The trick is to use the binary representation for the generated random number.  For example, to generate a random within [0, 5),  we need to call random(0, 1) 3 times since 2 ^ 3 = 8.  If call random(0, 1) 2 times, we only have 2 ^ 2 = 4 random numbers.  We only need to keep random number less than 5, and if we get a number is greater than 4, we just retry until we get the number is less than 5.   Below is the binary representation for 3 runs of random(0, 1)

#run #3   #2   #1
          0    0     0        0
          0    0     1        1
          0    1     0        2
          0    1     1        3
          1    0     0        4
          1    0     1        5
          1    1     0        6
          1    1     1        7


The informal proof of the above algorithm is that the chance to generate each number is same (1/8).  Since we only keep the number from 0 to 4, the chance to generate the number from 0 to 4 is still same.  Then the above algorithm does generate the correct random numbers.  I ran this program on my machine to generate random number from 7 to 12 (exclusive) for 10 million times, and here is the result:

7:   1997855
8:   2000311
9:   2000140
10: 2000369
11: 2001325

Maximum subarray

This is an interview question:

Given an integer array, find the max sum in any contiguous sub-array.  If all elements are negative, then the sum is 0. The following code just finds the max sum without returning the start and end indexes:

public class MaxSubArray {
    public static int maxSum(int[] input) {
        int currentSum = 0;
        int maxSum = 0;
        for (int i = 0; i < input.length; i++) {
            currentSum = Math.max(currentSum + input[i], 0);
            maxSum = Math.max(maxSum, currentSum);
        }
        return maxSum;
    }
}

The following code returns max sum with starting and ending indexes.
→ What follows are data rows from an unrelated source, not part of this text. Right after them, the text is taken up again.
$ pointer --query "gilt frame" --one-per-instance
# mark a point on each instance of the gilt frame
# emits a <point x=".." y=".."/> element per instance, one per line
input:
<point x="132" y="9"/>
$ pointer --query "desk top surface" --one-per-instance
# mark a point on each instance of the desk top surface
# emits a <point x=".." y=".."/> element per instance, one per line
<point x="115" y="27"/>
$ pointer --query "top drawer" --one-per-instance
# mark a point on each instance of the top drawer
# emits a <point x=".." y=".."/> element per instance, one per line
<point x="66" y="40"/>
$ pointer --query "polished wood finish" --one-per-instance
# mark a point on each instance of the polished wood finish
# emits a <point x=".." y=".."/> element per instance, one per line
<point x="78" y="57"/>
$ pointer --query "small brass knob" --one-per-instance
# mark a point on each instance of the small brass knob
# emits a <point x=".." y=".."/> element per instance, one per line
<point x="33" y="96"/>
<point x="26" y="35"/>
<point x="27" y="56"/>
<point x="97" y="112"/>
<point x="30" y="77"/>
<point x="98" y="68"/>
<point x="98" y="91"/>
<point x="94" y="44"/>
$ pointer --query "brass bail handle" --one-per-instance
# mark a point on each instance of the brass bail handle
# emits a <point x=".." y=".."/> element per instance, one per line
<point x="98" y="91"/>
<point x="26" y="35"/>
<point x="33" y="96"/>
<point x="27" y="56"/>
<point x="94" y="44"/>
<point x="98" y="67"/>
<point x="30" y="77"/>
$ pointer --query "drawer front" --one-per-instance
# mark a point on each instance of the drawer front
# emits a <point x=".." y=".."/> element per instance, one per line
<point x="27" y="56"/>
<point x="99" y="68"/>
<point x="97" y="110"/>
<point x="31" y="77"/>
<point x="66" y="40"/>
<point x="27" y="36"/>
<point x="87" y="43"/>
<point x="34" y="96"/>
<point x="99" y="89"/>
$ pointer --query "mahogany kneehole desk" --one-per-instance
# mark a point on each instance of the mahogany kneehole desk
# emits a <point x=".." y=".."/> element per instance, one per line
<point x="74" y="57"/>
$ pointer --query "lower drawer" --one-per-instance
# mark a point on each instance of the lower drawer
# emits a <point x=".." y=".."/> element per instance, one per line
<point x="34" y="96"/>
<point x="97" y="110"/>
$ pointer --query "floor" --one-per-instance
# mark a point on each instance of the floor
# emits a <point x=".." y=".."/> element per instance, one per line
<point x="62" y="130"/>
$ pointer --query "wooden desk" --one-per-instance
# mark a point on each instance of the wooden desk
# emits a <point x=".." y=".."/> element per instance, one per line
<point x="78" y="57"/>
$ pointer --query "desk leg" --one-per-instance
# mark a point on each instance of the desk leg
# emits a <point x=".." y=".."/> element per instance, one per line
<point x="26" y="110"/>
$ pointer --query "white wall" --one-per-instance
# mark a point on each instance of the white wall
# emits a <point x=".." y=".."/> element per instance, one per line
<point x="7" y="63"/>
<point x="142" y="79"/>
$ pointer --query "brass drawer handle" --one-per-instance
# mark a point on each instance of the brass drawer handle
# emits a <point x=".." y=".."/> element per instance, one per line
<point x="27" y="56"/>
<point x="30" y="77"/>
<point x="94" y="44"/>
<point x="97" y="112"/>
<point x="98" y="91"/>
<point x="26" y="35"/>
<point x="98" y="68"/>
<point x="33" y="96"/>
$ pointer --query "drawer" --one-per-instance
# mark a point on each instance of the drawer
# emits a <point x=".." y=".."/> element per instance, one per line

If all elements are negative, return start and end indexes as 0 and -1, respectively.

public class MaxSubArray {
    public static MaxSubArrayResult compute(int[] input) {

        MaxSubArrayResult result = new MaxSubArrayResult(0, -1, 0);
        int currentSum = 0;
        int currentStart = 0;
        for (int currentEnd = 0; currentEnd < input.length; currentEnd++) {
            currentSum += input[currentEnd];
            if (currentSum > result.maxSum) {
                result.start = currentStart;
                result.end = currentEnd;
                result.maxSum = currentSum;
            } else if (currentSum < 0){
                currentStart = currentEnd+ 1;
                currentSum = 0;
            }
        }
        return result;
    }

    public static class MaxSubArrayResult {
        public int start;
        public int end;
        public int maxSum;

        public MaxSubArrayResult(int start, int end, int sum) {
            super();
            this.start = start;
            this.end = end;
            this.maxSum = sum;
        }

        @Override
        public String toString() {
            return String.format("start = %d, end = %d, maxSum = %d", start, end, maxSum);
        }
    }
}

The run time for both method is linear (O(n)).